If, as expected, the roadmap only sets out criteria for most measures, dependent on continued success in curbing Covid-19 – “data not dates”, as Mr Johnson put it – it will anger many Conservative MPs.
Some have accused the government of “moving the goalposts”, with a new focus on new daily infections, rather than the number of deaths and whether the NHS is at risk of being swamped.
Pressure is growing to restore freedoms after recorded deaths fell faster than expected to a daily average of around 500, fuelled by higher than expected vaccine take-up so far.
The government met its ambition to offer jabs to all those in the top four priority groups – over-70s, frontline NHS and care workers and the most clinically vulnerable – by 15 February.
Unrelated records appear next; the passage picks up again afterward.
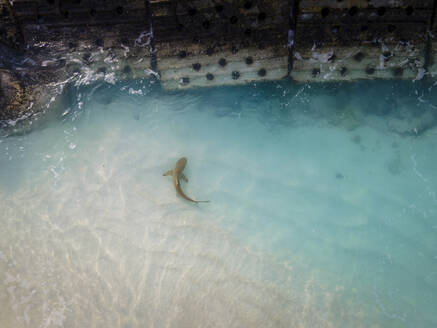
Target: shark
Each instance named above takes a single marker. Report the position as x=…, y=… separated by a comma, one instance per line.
x=177, y=174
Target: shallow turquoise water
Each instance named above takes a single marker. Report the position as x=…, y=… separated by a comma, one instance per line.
x=323, y=209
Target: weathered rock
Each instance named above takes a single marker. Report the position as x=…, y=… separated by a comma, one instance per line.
x=15, y=98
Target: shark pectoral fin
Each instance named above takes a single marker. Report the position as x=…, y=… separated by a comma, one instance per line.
x=183, y=177
x=169, y=172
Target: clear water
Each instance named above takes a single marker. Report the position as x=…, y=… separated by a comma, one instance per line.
x=318, y=217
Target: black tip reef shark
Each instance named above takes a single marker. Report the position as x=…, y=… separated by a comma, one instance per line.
x=177, y=174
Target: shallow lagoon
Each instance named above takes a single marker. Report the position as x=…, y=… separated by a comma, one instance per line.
x=323, y=209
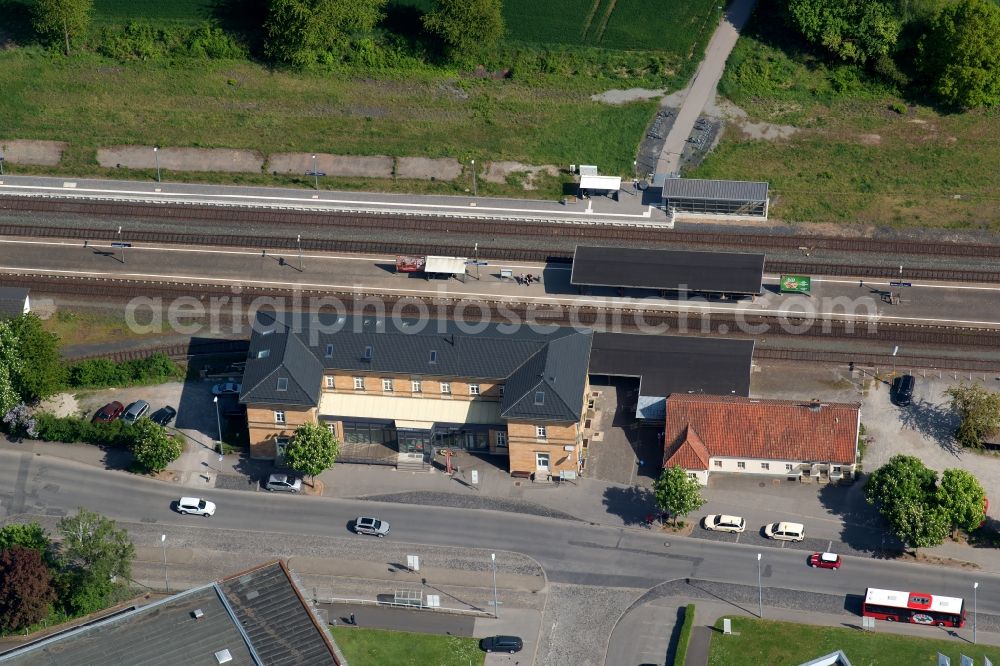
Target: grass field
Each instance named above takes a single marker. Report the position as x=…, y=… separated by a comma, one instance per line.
x=785, y=643
x=372, y=647
x=91, y=102
x=861, y=153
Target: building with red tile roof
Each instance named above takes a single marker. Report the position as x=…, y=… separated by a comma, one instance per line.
x=782, y=438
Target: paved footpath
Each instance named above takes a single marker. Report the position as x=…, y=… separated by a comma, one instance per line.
x=705, y=81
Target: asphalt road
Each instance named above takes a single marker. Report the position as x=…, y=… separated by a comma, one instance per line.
x=570, y=552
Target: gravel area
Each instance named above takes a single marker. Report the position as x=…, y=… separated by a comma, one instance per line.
x=577, y=623
x=428, y=498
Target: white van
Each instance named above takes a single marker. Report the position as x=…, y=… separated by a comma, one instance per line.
x=785, y=531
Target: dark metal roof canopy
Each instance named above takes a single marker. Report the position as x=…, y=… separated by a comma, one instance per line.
x=673, y=270
x=720, y=190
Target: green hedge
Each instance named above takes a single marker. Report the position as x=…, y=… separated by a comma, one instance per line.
x=74, y=429
x=685, y=637
x=102, y=373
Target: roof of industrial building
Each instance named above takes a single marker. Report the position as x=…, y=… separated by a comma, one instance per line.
x=257, y=616
x=670, y=364
x=719, y=190
x=674, y=270
x=738, y=427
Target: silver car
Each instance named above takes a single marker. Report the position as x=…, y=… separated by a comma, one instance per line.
x=283, y=483
x=374, y=526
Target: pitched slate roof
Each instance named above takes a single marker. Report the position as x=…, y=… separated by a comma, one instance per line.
x=691, y=453
x=275, y=627
x=12, y=301
x=737, y=427
x=549, y=385
x=530, y=359
x=280, y=624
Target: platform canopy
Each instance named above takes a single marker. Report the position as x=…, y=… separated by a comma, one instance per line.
x=668, y=270
x=452, y=265
x=600, y=183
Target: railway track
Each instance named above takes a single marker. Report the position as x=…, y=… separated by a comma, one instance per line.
x=887, y=334
x=485, y=227
x=486, y=250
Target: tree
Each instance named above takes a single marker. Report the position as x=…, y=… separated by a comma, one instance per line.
x=467, y=26
x=979, y=410
x=962, y=499
x=92, y=543
x=853, y=30
x=62, y=19
x=26, y=592
x=152, y=447
x=313, y=450
x=299, y=32
x=903, y=490
x=959, y=55
x=677, y=494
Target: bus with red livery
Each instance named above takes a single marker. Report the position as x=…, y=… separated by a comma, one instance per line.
x=914, y=607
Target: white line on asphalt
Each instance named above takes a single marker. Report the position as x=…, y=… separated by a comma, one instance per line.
x=314, y=203
x=540, y=300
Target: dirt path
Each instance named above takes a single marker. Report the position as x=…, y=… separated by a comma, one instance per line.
x=701, y=90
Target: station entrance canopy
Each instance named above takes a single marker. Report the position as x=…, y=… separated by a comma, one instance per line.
x=668, y=270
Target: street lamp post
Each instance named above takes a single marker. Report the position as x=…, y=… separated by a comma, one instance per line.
x=218, y=421
x=163, y=543
x=760, y=592
x=975, y=610
x=496, y=602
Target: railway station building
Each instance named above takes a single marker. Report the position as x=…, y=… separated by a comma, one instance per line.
x=714, y=198
x=725, y=274
x=393, y=392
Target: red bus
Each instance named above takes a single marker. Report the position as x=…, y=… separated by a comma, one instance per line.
x=915, y=607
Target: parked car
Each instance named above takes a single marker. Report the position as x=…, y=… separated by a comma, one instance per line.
x=724, y=523
x=163, y=416
x=510, y=644
x=902, y=390
x=368, y=525
x=785, y=531
x=109, y=412
x=195, y=505
x=135, y=411
x=825, y=560
x=283, y=483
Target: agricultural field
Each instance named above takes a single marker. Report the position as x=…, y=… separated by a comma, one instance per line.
x=859, y=151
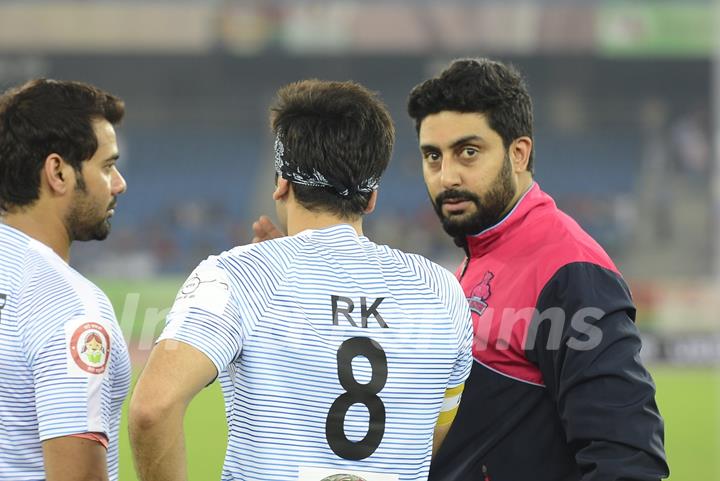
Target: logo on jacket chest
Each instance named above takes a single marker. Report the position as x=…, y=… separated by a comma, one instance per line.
x=480, y=294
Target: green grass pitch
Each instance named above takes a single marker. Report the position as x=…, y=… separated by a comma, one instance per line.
x=689, y=400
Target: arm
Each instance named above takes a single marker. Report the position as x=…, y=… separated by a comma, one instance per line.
x=174, y=374
x=604, y=395
x=447, y=415
x=88, y=459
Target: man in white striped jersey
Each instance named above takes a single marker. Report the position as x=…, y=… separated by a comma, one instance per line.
x=338, y=358
x=64, y=366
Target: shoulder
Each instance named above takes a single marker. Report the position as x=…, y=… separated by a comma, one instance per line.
x=438, y=279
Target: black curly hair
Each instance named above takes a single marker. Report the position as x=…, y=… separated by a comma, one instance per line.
x=478, y=85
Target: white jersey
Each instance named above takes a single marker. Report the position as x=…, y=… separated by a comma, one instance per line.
x=334, y=354
x=64, y=365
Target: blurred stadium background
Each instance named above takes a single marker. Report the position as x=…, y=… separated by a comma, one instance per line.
x=627, y=105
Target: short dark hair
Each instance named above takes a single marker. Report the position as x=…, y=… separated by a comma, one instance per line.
x=478, y=85
x=341, y=130
x=44, y=117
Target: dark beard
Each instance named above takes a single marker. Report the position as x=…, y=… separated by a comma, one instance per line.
x=80, y=223
x=488, y=210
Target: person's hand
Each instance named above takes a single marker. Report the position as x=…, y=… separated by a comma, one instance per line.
x=264, y=229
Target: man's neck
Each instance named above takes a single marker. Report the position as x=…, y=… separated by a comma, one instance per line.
x=43, y=227
x=300, y=219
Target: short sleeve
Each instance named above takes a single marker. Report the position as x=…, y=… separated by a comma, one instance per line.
x=69, y=368
x=205, y=315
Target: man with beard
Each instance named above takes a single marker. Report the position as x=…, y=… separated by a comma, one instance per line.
x=557, y=391
x=59, y=401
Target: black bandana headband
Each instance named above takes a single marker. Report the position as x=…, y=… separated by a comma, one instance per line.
x=315, y=178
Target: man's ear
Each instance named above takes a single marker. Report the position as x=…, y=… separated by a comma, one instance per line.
x=372, y=202
x=282, y=189
x=520, y=151
x=58, y=175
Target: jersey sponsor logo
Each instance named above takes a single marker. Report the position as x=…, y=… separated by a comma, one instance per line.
x=335, y=474
x=207, y=288
x=480, y=294
x=89, y=347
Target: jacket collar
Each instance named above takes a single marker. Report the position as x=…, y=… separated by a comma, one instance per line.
x=479, y=244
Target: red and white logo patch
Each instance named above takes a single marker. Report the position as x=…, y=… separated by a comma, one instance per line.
x=90, y=347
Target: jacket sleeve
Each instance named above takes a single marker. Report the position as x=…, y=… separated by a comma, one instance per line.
x=586, y=344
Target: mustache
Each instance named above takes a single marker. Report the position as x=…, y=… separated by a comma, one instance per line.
x=456, y=195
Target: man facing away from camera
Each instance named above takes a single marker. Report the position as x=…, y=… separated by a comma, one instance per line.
x=557, y=390
x=338, y=358
x=64, y=366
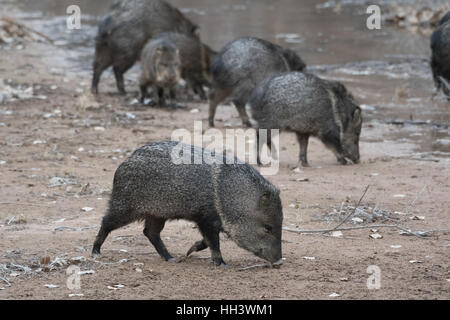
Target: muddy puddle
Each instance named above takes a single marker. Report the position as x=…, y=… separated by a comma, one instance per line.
x=387, y=70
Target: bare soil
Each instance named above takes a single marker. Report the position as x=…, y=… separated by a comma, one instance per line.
x=39, y=143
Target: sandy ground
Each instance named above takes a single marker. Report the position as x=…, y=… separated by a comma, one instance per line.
x=63, y=136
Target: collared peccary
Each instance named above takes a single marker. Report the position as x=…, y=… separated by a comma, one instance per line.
x=309, y=106
x=440, y=58
x=241, y=65
x=154, y=186
x=196, y=59
x=161, y=69
x=124, y=32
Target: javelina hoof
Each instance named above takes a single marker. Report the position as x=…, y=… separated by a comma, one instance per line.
x=218, y=262
x=95, y=253
x=304, y=164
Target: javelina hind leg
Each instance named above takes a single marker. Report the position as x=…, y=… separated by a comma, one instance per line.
x=153, y=227
x=211, y=238
x=334, y=144
x=198, y=246
x=242, y=113
x=303, y=141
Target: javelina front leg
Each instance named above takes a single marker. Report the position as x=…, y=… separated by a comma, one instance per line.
x=119, y=80
x=259, y=145
x=216, y=96
x=198, y=246
x=303, y=141
x=241, y=110
x=110, y=222
x=153, y=227
x=143, y=88
x=211, y=238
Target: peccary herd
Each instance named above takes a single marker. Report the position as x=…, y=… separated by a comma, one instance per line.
x=270, y=88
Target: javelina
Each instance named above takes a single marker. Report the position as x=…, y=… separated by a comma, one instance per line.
x=123, y=33
x=308, y=106
x=196, y=59
x=440, y=58
x=161, y=69
x=231, y=198
x=241, y=65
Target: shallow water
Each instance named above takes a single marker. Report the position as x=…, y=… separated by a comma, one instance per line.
x=387, y=70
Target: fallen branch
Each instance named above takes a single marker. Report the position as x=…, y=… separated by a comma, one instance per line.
x=25, y=204
x=6, y=281
x=419, y=234
x=351, y=213
x=24, y=27
x=261, y=265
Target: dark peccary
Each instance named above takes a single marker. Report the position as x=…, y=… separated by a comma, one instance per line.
x=196, y=59
x=230, y=198
x=124, y=32
x=440, y=58
x=161, y=69
x=309, y=106
x=241, y=65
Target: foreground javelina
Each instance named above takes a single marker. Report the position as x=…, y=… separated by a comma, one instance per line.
x=123, y=33
x=308, y=106
x=440, y=58
x=230, y=198
x=161, y=69
x=196, y=59
x=241, y=65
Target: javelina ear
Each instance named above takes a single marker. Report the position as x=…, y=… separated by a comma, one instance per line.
x=357, y=119
x=264, y=199
x=196, y=31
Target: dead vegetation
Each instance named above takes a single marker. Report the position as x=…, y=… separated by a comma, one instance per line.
x=413, y=18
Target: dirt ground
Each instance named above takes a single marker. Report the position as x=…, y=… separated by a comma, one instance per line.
x=71, y=136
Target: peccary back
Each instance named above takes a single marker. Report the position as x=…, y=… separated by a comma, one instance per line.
x=241, y=65
x=440, y=58
x=309, y=106
x=126, y=29
x=196, y=59
x=161, y=68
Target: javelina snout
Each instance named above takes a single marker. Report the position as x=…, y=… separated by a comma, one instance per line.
x=241, y=65
x=231, y=198
x=260, y=232
x=309, y=106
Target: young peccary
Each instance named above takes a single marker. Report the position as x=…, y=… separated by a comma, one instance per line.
x=124, y=32
x=308, y=106
x=440, y=58
x=241, y=65
x=161, y=69
x=154, y=186
x=196, y=59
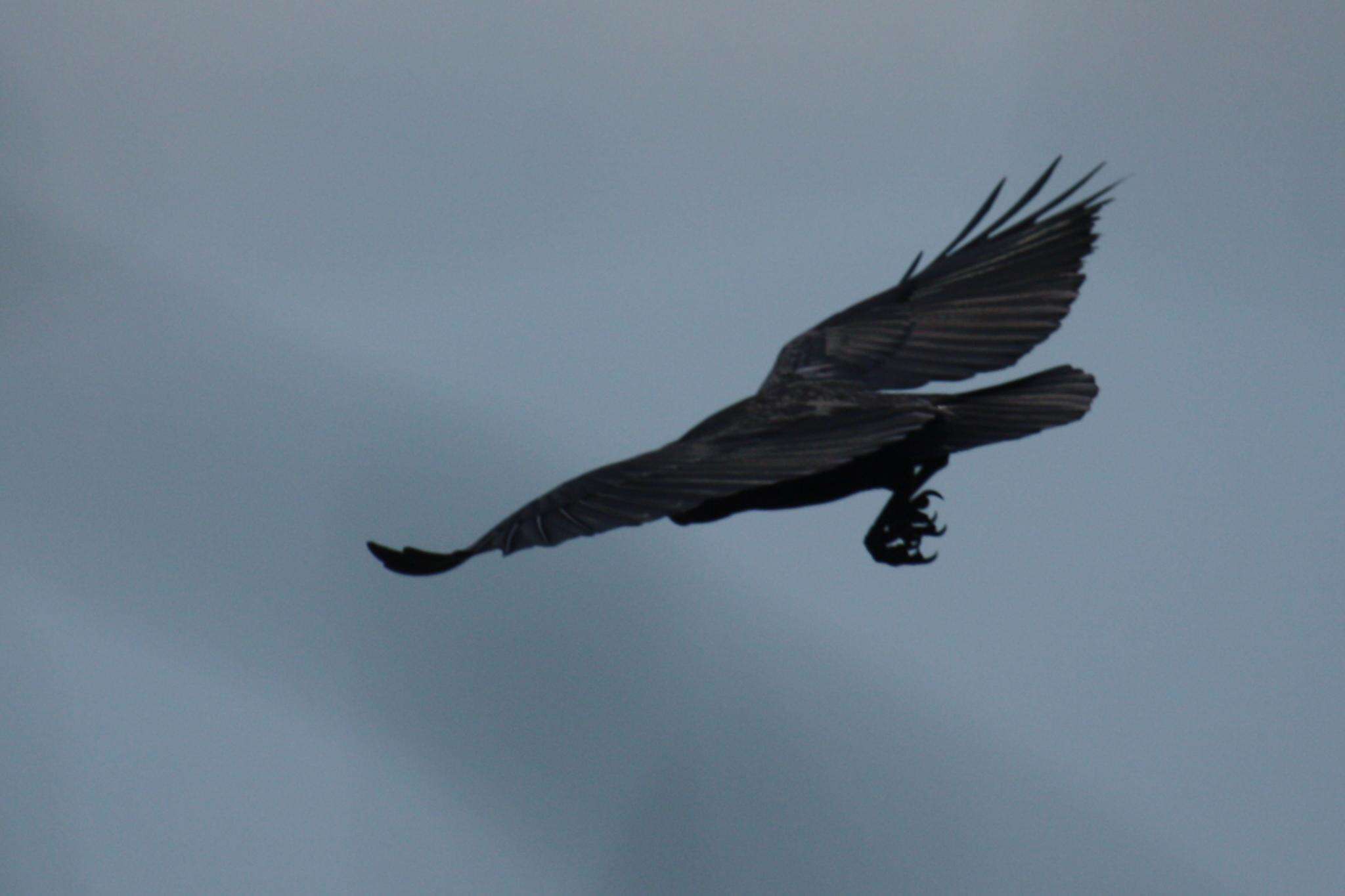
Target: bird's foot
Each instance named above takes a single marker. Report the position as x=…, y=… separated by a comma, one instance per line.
x=896, y=535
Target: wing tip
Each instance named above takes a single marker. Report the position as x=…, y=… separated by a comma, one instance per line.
x=416, y=562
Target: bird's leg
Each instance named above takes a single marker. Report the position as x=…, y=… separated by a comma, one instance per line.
x=894, y=536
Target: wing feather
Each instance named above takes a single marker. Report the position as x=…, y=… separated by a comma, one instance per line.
x=977, y=307
x=686, y=473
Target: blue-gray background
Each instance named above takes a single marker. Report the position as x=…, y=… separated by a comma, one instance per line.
x=278, y=277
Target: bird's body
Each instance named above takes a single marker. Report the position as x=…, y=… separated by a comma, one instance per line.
x=824, y=426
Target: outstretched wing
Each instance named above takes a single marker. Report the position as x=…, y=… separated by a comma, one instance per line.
x=977, y=307
x=680, y=476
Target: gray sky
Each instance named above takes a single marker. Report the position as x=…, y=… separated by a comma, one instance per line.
x=283, y=277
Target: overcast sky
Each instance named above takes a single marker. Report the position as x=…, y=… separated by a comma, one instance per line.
x=282, y=277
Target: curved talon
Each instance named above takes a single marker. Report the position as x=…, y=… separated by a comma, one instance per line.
x=921, y=500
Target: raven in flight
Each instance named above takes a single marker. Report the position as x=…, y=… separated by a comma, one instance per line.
x=824, y=425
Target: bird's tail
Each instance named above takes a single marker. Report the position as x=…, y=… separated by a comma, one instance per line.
x=1013, y=410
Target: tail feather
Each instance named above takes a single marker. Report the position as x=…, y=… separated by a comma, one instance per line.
x=1017, y=409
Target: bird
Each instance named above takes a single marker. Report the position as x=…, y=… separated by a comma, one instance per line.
x=829, y=419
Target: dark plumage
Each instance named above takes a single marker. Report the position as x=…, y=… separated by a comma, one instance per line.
x=821, y=429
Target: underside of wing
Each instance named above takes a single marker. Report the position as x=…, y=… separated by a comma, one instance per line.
x=689, y=472
x=979, y=305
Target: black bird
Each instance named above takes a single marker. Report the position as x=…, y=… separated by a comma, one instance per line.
x=824, y=426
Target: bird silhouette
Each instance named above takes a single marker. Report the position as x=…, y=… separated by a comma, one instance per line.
x=825, y=425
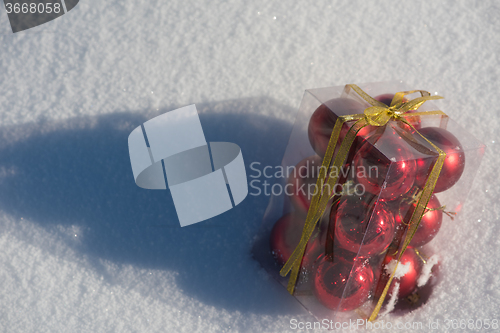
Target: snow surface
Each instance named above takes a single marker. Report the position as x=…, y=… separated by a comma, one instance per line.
x=82, y=249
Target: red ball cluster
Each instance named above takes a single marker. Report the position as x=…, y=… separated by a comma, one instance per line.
x=349, y=260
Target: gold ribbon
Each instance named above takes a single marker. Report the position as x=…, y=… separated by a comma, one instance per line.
x=377, y=115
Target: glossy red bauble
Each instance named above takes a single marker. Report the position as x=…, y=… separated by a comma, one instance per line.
x=340, y=286
x=410, y=264
x=429, y=224
x=454, y=163
x=323, y=120
x=285, y=236
x=302, y=182
x=379, y=155
x=360, y=220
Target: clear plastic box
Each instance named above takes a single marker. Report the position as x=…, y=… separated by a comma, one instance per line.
x=353, y=249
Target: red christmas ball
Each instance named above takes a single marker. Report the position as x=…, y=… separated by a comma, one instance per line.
x=392, y=171
x=429, y=224
x=285, y=236
x=323, y=120
x=454, y=163
x=362, y=220
x=302, y=182
x=409, y=269
x=340, y=286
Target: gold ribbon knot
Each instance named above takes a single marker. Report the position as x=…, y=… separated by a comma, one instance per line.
x=378, y=114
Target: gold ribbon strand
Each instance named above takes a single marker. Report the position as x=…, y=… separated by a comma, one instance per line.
x=377, y=115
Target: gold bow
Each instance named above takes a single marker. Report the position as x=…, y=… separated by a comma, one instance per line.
x=376, y=115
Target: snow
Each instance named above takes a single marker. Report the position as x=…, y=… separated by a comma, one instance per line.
x=83, y=249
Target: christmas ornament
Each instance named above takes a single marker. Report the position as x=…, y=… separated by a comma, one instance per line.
x=379, y=154
x=350, y=221
x=340, y=284
x=413, y=120
x=407, y=274
x=285, y=236
x=429, y=224
x=302, y=182
x=323, y=120
x=454, y=163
With more than 17 million people now vaccinated, and more than 1,500 vaccination sites up and running, “ambitious new targets” are now possible, Downing Street said.
“There will be no let up and I want to see the rollout go further and faster in the coming weeks,” Mr Johnson added.
“But there should be no doubt – the route out of lockdown will be cautious and phased, as we all continue to protect ourselves and those around us.”
However, the priority list for phase two of the programme will now not be unveiled until all over-50s have been offered a first dose, in mid April according to the new timetable.
The Joint Committee on Vaccination and Immunisation is expected to rebuff calls to bump teachers or police officers up the list, sticking to a rollout based on age.
Second doses will continue to be offered within 12 weeks of the first, amid rising evidence that an initial jab offers very high protection.
A further 445 people died within 28 days of testing positive for Covid-19, it was announced – bringing the UK total to 120,365 – and there were 10,406 more confirmed cases of the virus.